### Running shell commands from inside the notebook
To forward a command to the underlying shell of the computer prefix it with '!'.

In [None]:
#Windows, Mac OS and Linux, Google Colab
! echo Hello world

In case that you are missing some packages they can easily be installed in the virtual environment you created from inside the notebook.  
You just need to follow these steps.  
1. source/activate the environment
    * Windows: `C:\Users\<USER>\ml_env\Scripts\activate`
    * Mac/Linux: `. /home/<USER>/workspaces/ml_env/bin/activate`
2. run your desired command e.g. `python -m pip install <PACKAGE_NAME>`
    
Let's try to upgrade pip - the Python package manager. Uncomment the respective line depending on your host system and run the command below.

In [None]:
# Windows
#! C:\Users\<USER>\ml_env\Scripts\activate && python -m pip install --upgrade pip
# Mac OS and Linux
#! . /home/<USER>/workspaces/ml_env/bin/activate && python -m pip install --upgrade pip
# Google Colab
#! python -m pip install --upgrade pip

# TensorFlow (TF 2.x) Tutorial 

In [None]:
from IPython.display import clear_output, Image, HTML, display

Image(url= "https://i.imgur.com/4nk5b4c.jpg", width=700) # from Google

Google's TensorFlow engine has a unique way of solving problems, allowing us to solve machine learning problems very efficiently.
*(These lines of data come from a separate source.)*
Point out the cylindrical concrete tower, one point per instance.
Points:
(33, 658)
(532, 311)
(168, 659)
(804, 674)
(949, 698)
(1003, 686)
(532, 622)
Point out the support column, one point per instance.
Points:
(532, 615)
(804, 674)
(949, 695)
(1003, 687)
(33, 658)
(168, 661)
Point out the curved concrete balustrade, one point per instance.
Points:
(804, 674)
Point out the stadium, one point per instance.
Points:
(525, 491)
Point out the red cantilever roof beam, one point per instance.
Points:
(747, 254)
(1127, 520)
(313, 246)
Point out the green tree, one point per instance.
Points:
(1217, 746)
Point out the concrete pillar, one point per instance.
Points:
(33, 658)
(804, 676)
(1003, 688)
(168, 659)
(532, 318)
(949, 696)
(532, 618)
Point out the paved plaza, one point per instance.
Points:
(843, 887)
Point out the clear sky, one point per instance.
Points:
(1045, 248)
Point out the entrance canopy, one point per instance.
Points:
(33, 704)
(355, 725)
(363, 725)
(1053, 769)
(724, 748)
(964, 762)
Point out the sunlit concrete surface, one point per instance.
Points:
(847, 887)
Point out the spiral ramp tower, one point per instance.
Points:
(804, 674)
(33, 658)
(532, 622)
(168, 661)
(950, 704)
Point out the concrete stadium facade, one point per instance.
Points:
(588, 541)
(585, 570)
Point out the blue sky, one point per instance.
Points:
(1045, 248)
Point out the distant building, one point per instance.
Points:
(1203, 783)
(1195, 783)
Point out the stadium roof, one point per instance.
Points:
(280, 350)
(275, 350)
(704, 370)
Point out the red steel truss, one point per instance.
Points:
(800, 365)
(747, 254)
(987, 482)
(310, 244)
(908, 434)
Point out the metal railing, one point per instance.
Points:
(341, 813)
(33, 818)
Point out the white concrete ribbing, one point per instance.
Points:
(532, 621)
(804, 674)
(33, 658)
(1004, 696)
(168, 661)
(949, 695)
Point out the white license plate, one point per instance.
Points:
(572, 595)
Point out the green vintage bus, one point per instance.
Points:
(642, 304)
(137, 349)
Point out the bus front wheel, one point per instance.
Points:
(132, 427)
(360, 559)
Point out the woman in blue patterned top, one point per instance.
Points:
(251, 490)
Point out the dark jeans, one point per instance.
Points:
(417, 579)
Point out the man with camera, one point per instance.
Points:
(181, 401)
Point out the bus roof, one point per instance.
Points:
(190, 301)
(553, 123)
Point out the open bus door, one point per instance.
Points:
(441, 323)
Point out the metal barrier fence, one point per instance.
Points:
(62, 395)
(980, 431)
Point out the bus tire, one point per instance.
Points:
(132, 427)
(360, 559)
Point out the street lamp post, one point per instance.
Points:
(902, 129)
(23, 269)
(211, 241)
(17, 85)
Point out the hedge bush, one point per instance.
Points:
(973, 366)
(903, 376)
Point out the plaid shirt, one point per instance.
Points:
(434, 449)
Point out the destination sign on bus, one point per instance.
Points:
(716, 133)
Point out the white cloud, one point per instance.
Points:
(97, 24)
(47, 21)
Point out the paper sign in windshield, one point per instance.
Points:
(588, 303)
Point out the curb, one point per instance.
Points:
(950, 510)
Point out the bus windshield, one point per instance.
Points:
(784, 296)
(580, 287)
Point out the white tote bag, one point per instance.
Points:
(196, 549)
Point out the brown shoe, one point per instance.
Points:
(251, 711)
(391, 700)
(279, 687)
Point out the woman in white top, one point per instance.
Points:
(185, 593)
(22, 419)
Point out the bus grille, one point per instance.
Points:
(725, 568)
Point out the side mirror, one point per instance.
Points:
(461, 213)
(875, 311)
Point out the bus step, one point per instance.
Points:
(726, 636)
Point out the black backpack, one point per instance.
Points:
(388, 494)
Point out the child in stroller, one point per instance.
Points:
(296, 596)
Nowadays, machine learning is used in almost all areas of life and work, with famous applications in computer vision, speech recognition, language translations, healthcare, and many more.

Production-oriented and capable of handling different computational architectures (CPUs, GPUs, and now TPUs), TensorFlow is a framework for any kind of computation that requires high performance and easy distribution. It excels at deep learning, making it possible to create everything from shallow networks (neural networks made of a few layers) to complex deep networks for image recognition and natural language processing.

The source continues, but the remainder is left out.